As empresas americanas não estão perdendo o mercado europeu; estão conquistando-o por meio de joint ventures e acordos de coprodução, apropriando-se do know-how, das margens de lucro e do respaldo financeiro do DSRB, enquanto os europeus fornecem a mão de obra, as fábricas e o risco político. A suposta "autonomia estratégica" europeia é uma quimera. Ao aceitar a arquitetura financeira do DSRB, a Europa permite que o Federal Reserve e os bancos de Wall Street ditem os termos de seu rearme. A Europa afirma que gastará 5% do seu PIB em defesa, mas, em vez de emitir dívida conjunta europeia para financiá-la diretamente, permite que bancos privados lhe emprestem esse dinheiro por meio do DSRB, cobrando taxas de juros exorbitantes.

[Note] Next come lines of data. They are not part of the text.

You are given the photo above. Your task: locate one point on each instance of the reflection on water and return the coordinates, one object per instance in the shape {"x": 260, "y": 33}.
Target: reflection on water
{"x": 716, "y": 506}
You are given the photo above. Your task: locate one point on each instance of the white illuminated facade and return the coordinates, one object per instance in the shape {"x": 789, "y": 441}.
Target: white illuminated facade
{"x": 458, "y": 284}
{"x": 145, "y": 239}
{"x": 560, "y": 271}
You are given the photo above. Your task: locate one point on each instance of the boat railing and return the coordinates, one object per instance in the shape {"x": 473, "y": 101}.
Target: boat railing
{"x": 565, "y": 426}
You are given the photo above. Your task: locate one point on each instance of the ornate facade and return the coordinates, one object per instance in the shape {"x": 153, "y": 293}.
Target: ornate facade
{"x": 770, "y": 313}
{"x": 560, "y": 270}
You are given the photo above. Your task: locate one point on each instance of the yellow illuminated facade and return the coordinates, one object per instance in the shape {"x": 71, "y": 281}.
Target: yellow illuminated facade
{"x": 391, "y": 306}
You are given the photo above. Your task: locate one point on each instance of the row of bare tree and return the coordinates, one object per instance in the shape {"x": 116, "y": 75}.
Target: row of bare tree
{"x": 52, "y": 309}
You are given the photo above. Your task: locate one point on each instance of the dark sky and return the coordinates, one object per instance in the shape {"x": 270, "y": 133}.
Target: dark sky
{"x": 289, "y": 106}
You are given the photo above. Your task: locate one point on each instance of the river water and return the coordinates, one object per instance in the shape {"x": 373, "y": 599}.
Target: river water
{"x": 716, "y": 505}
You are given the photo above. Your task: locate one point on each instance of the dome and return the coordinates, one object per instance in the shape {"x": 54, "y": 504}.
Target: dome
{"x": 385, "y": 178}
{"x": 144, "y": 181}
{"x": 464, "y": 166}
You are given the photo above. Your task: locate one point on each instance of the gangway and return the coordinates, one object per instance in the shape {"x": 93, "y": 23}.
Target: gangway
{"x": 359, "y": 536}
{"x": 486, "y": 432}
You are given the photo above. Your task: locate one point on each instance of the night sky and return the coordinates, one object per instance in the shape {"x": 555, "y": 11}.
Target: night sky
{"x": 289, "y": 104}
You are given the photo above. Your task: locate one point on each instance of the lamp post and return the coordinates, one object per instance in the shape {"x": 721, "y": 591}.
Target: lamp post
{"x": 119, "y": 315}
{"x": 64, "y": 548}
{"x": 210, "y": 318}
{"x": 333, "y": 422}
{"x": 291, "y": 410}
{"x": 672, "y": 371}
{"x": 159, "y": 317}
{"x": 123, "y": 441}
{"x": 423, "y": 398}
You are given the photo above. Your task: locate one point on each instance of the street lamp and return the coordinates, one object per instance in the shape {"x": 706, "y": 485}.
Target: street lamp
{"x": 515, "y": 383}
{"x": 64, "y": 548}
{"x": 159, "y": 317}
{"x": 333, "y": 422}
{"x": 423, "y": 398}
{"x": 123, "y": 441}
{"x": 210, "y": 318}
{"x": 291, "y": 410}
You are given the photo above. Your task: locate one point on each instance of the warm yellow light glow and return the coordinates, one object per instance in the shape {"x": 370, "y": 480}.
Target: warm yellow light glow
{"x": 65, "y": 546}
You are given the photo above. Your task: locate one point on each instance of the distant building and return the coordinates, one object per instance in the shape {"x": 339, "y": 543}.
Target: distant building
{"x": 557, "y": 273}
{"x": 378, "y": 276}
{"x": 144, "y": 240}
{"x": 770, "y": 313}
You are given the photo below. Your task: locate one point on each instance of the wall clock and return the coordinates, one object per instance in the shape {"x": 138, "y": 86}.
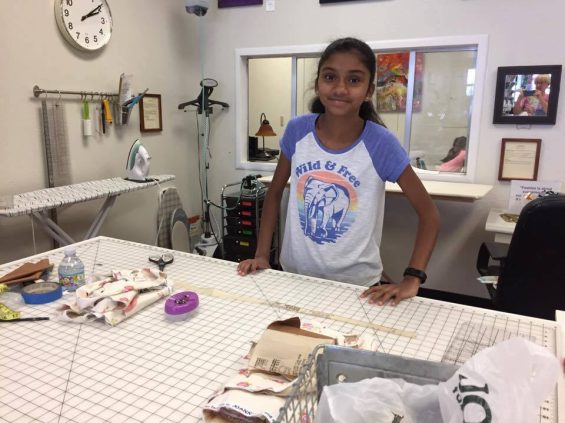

A questão fundamental que qualquer cidadão consciente deve se fazer é se este sistema é sustentável. Historicamente, impérios e nações que priorizaram gastos militares em detrimento do investimento civil, que financiaram suas guerras por meio da desvalorização da moeda e de dívidas ocultas, entraram em colapso. A União Soviética desmoronou em parte porque não conseguiu suportar o peso de seu complexo militar-industrial. Roma caiu sob o peso de suas legiões e a desvalorização de sua moeda. O atual sistema de uma economia de guerra permanente pode parecer sustentável no curto prazo, impulsionado pela inércia financeira e pela impressão de dinheiro, mas, a longo prazo, é uma bomba-relógio.
Por fim, os custos superarão os benefícios, a base tributária dos estados será corroída pela fuga de capitais para paraísos fiscais, e os cidadãos, empobrecidos pela inflação e pelos cortes sociais, se rebelarão contra uma elite que lhes vendeu segurança em troca de escravidão financeira.
O paradoxo fundamental deste sistema reside no fato de que ele exige a escalada contínua de ameaças, a perpetuação do medo e a impossibilidade da paz para justificar sua própria existência. A paz não é lucrativa para a BlackRock; a paz é um risco sistêmico que ameaça destruir seu modelo de negócios. Portanto, a militarização do setor bancário não é apenas uma política econômica; é a declaração de guerra das finanças contra a sociedade, a transformação definitiva da morte no ativo financeiro mais perfeito e a confirmação de que, na nova ordem mundial, a única guerra que importa é aquela travada nos balanços dos bancos.